Paolo Oss Mazzurana (1833–1895) was an Austrian-Hungarian statesman, and most importantly the most famous mayor of his native city, Trento. His tenure was characterized by progressive economic policies that impacted Trento's commercial sector and eventually led to its independence as a state.

==History==
Mazzurana is considered as the symbol of an age of great progress from the civil and social point of view and from a more strictly economic one of the city and of the entire Trentino. Under his far-sighted guidance Trento was given a modern urbanistic order, became industrialized and realized meaningful cultural and social increase. Thanks to his charisma he realized a series of economic reforms in favour of the population, adopting a political "liberal" address and establishing a creative relationship with Trento, an Italian city in the Habsburg empire. Insofar as the action of Paolo Oss Mazzurana during the four podestarili periods comprised between 1872 and his death appears always supported from sturdy cultural and national ideals but also from solid economic bases, understandings to giving force to the demands for autonomy of the Trentino from the German Tyrol. The introduction of the electric power in the houses of Trento, the "democratic light", as he had defined, created workplaces and promoted the well-being of the popular classes, giving impulse to industrialization.
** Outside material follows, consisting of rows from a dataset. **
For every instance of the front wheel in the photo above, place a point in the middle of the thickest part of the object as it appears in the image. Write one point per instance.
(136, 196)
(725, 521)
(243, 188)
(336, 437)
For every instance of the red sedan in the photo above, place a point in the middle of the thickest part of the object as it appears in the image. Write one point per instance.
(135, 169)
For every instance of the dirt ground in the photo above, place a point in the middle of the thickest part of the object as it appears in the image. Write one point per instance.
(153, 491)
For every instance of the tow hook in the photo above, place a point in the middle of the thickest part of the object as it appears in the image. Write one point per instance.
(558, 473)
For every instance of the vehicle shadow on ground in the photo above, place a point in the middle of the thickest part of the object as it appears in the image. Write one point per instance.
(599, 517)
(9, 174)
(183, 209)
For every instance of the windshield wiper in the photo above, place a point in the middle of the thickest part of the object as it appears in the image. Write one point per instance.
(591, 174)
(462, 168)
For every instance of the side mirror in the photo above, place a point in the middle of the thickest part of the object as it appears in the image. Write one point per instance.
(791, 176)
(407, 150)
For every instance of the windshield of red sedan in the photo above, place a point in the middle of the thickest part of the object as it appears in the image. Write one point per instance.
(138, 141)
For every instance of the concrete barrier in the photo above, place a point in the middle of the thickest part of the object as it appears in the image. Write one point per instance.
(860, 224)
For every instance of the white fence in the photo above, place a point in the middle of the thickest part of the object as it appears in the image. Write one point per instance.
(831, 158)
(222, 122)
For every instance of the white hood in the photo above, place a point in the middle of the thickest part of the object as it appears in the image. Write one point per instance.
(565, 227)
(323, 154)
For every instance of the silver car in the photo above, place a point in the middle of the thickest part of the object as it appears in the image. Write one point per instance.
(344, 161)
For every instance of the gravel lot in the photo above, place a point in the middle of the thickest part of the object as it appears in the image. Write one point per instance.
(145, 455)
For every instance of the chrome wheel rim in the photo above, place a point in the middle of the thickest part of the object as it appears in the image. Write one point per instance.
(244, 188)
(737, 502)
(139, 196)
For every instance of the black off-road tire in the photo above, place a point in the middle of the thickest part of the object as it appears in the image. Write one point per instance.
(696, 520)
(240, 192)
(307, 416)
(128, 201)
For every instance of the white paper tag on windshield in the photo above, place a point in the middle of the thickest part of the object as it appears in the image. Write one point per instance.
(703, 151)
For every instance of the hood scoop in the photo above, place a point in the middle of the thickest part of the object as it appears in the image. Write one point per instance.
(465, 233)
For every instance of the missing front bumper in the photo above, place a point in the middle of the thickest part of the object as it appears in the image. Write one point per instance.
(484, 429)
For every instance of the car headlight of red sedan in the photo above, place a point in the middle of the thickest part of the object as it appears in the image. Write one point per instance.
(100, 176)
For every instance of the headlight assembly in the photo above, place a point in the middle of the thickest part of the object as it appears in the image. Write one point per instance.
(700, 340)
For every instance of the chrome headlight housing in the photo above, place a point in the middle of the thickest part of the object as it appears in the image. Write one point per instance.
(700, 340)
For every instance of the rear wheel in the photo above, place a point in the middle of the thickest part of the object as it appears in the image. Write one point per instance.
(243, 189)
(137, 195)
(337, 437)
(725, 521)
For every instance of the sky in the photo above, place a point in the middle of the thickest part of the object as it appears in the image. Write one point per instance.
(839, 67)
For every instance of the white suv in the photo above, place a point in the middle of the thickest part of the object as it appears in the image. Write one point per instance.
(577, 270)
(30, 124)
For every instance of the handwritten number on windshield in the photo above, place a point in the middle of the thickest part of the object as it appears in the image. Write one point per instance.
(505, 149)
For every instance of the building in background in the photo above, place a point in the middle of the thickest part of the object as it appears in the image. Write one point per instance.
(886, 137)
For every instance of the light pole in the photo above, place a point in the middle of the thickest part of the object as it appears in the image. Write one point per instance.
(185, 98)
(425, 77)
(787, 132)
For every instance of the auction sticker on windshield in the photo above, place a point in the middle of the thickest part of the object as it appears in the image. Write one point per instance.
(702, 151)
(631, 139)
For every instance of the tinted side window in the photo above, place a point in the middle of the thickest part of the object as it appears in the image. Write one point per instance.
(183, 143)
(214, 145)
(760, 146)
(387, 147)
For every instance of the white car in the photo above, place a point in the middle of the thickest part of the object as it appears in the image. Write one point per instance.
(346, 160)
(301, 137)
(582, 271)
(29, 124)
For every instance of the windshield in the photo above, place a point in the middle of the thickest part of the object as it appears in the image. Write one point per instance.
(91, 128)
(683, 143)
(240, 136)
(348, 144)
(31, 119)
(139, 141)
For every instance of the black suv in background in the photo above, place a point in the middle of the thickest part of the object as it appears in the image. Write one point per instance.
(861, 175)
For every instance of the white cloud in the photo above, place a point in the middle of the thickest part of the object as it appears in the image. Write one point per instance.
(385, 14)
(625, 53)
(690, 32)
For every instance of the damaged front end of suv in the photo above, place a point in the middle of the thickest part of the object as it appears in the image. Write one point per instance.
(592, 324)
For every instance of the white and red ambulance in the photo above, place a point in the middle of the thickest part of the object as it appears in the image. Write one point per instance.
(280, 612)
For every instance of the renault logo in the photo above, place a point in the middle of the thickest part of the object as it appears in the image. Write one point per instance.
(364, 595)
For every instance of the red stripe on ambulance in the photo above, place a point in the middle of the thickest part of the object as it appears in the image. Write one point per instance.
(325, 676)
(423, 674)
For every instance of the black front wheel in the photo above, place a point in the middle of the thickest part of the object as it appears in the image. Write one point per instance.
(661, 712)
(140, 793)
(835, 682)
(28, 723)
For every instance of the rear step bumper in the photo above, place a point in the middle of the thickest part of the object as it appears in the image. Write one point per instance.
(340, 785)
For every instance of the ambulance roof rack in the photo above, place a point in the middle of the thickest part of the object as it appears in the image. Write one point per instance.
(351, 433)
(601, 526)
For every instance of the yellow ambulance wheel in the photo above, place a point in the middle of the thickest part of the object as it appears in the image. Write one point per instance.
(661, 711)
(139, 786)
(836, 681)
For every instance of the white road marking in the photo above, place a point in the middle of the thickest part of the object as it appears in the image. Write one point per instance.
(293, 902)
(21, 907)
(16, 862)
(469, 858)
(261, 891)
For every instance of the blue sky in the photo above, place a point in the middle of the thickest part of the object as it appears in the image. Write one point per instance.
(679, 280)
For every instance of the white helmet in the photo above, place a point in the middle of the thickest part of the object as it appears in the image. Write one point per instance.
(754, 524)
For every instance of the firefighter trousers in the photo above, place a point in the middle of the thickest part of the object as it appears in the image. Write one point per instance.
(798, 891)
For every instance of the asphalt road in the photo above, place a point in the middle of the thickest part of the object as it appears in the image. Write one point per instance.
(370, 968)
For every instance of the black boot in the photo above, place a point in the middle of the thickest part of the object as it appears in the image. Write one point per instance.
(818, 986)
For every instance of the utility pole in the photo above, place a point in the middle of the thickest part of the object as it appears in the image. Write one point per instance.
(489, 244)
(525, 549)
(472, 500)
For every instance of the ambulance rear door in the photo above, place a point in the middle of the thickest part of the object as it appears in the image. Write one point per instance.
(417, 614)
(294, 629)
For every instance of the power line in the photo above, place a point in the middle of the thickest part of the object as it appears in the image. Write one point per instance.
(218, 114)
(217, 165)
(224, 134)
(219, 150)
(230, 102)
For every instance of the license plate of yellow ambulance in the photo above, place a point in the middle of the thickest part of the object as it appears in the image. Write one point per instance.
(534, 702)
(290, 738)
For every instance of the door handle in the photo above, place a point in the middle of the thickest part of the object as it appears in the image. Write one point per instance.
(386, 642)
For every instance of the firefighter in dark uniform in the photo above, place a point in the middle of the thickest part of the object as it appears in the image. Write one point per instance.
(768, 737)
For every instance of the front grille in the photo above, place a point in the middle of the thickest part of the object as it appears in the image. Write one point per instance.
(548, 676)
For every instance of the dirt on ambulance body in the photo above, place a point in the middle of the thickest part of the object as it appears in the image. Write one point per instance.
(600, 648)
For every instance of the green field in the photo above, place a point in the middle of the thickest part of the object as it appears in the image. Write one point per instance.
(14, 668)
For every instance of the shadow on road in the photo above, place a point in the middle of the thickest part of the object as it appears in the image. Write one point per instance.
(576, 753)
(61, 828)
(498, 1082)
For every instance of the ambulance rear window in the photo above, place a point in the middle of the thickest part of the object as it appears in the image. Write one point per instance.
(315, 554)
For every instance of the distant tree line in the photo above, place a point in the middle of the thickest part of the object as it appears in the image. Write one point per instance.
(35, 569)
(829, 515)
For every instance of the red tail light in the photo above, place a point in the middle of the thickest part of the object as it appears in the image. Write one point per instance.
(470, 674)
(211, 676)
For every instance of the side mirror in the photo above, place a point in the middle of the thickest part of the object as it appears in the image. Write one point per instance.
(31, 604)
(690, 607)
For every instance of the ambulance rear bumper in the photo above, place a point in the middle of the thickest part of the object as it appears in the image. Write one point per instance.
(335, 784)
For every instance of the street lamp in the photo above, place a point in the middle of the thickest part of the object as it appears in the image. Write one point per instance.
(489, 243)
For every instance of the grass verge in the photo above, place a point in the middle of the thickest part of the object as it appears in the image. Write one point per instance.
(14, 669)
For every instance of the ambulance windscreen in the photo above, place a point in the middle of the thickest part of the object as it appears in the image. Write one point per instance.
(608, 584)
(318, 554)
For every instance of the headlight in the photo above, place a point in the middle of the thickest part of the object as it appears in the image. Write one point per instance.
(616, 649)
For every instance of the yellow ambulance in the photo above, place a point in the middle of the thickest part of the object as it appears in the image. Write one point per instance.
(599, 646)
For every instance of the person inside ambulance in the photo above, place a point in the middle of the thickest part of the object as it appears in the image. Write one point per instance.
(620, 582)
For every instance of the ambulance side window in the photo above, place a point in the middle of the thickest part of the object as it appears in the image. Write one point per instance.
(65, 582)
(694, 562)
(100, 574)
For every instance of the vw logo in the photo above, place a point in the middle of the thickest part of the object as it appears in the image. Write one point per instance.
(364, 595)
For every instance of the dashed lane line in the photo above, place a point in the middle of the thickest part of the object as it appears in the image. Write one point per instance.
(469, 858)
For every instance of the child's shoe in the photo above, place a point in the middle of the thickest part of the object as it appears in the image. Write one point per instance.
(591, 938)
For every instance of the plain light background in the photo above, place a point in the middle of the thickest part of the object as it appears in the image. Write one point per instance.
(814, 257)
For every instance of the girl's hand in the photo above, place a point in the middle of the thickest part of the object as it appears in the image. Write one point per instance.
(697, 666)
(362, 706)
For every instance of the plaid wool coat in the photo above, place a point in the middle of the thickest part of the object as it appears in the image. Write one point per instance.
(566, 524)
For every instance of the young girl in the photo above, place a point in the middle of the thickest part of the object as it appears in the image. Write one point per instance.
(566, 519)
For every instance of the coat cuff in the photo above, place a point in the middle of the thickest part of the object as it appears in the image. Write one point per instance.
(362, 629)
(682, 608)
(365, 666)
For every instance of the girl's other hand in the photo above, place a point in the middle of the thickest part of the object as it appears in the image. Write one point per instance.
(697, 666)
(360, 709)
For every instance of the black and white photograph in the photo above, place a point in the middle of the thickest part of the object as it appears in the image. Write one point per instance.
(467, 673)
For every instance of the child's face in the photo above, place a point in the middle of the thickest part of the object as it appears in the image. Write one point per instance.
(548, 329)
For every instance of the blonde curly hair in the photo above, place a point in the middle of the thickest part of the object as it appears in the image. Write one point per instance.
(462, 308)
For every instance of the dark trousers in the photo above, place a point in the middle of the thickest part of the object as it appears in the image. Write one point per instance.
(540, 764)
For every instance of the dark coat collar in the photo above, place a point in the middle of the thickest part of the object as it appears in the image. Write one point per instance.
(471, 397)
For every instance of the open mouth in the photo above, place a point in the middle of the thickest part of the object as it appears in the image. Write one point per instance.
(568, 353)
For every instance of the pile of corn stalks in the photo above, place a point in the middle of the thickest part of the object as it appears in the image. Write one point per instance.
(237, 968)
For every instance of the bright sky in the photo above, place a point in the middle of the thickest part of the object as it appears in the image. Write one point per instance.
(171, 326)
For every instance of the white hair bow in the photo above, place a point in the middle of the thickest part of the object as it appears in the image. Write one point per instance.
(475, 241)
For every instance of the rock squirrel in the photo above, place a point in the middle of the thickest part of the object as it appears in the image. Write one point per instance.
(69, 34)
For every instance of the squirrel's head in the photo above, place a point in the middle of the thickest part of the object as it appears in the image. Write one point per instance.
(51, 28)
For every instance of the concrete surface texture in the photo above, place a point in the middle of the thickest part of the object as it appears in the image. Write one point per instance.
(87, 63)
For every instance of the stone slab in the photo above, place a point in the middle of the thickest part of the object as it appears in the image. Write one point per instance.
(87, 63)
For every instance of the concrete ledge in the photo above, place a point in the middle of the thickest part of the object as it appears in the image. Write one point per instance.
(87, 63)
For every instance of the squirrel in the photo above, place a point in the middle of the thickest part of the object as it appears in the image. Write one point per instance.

At the same time Mazzurana promoted a series of studies in order to create an electrical tramway net, in order to permit workers to reach Trento from the surrounding area. Amongst the most important realizations are the new urban planning of the city, the new School Palace (currently School of Sociology), the renovation of the area of the railway station, the Kindergarten, and the new quarters opened for the labourers.

During the period of "economic renaissance" brought by Oss Mazzurana, Trento and Trentino can be aligned to the rest of Europe in the social and economic life, as well as in the cultural level.